# Tilia Griffin - How To Generate And Offset A Cut Path
Griffin has the ability to generate cut paths for artwork and images that do not contain cutting information. This step-by-step guide will walk you through this process.
# Step-by-step guide
# Step 1 - Import Artwork
Begin by creating a new job and bringing artwork into the Griffin art board. There are three ways to import artwork: Navigate to the menu bar and select File > Import Artwork Click the "" button in the top left corner of the Griffin application Simply drag files from your finder into the artboard
# Step 2 - Check for Existing Cut Information
Next, check if the file already contains a spot color or layer that is mapping to a cut line. Do this by double clicking the one-up artwork within the Griffin art board to bring you into the one-up view.

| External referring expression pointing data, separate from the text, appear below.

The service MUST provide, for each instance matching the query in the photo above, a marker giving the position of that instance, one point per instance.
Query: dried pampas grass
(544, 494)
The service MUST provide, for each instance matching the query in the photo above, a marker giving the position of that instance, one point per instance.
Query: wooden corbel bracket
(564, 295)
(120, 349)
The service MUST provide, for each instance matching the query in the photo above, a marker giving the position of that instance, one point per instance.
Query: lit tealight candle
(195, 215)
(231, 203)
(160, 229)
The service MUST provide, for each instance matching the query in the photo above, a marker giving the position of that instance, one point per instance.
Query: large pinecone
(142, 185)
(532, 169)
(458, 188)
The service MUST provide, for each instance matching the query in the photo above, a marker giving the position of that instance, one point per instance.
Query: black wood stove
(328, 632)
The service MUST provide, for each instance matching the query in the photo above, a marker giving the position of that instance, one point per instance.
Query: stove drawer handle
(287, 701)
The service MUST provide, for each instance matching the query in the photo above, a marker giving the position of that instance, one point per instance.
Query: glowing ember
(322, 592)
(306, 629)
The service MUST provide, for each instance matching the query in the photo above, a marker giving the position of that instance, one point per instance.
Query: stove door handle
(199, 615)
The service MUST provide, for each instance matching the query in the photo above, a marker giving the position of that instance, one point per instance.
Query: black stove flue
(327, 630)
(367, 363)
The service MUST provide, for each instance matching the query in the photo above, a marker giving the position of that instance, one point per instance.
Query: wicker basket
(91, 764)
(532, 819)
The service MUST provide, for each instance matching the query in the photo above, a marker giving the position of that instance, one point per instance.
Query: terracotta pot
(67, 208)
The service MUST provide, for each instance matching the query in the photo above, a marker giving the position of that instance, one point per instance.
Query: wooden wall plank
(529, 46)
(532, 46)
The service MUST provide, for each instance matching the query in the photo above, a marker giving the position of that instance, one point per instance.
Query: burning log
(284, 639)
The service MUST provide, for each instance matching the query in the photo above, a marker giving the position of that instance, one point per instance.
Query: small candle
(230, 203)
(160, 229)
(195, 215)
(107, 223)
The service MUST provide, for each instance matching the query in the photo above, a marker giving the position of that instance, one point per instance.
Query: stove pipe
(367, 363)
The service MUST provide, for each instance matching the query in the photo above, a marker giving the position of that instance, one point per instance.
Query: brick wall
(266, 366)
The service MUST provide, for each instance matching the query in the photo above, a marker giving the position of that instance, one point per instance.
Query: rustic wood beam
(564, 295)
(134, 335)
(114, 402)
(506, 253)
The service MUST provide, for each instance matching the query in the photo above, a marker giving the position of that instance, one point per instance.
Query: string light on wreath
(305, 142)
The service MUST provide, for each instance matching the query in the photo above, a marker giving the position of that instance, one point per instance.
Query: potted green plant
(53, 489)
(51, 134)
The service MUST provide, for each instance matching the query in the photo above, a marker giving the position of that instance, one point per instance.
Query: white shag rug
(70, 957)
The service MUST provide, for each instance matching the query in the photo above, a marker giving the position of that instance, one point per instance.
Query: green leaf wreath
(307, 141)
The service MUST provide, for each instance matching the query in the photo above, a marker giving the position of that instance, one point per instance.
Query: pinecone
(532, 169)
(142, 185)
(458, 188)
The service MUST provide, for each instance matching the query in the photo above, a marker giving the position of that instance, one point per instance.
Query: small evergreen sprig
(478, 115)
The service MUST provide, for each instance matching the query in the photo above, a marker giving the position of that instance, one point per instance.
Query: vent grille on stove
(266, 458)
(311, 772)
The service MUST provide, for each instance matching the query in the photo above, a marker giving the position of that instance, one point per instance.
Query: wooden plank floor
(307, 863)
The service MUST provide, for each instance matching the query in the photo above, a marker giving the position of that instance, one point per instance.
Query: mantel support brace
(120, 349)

- If the purple cut line and dotted red bleed line match the contours of the desired cut path then the file contains a cut path.
- If the purple cut line and dotted red bleed line are rectangular then Griffin is mapping the cut line to the artwork trim box.
In this second case, let's generate a new cut path for the artwork.
If a spot color or layer for cutting exists in the file and Griffin is not finding it, please refer to our tutorial on how to map Tool Types in Griffin.
# Step 3 - Image Trace
Click the "Image Tracing" button in the left side toolbar. This will open the cut path generation interface. You will see the following options listed from top to bottom:
- Tool Type – Cutting tool type to use for the generated cut tool path.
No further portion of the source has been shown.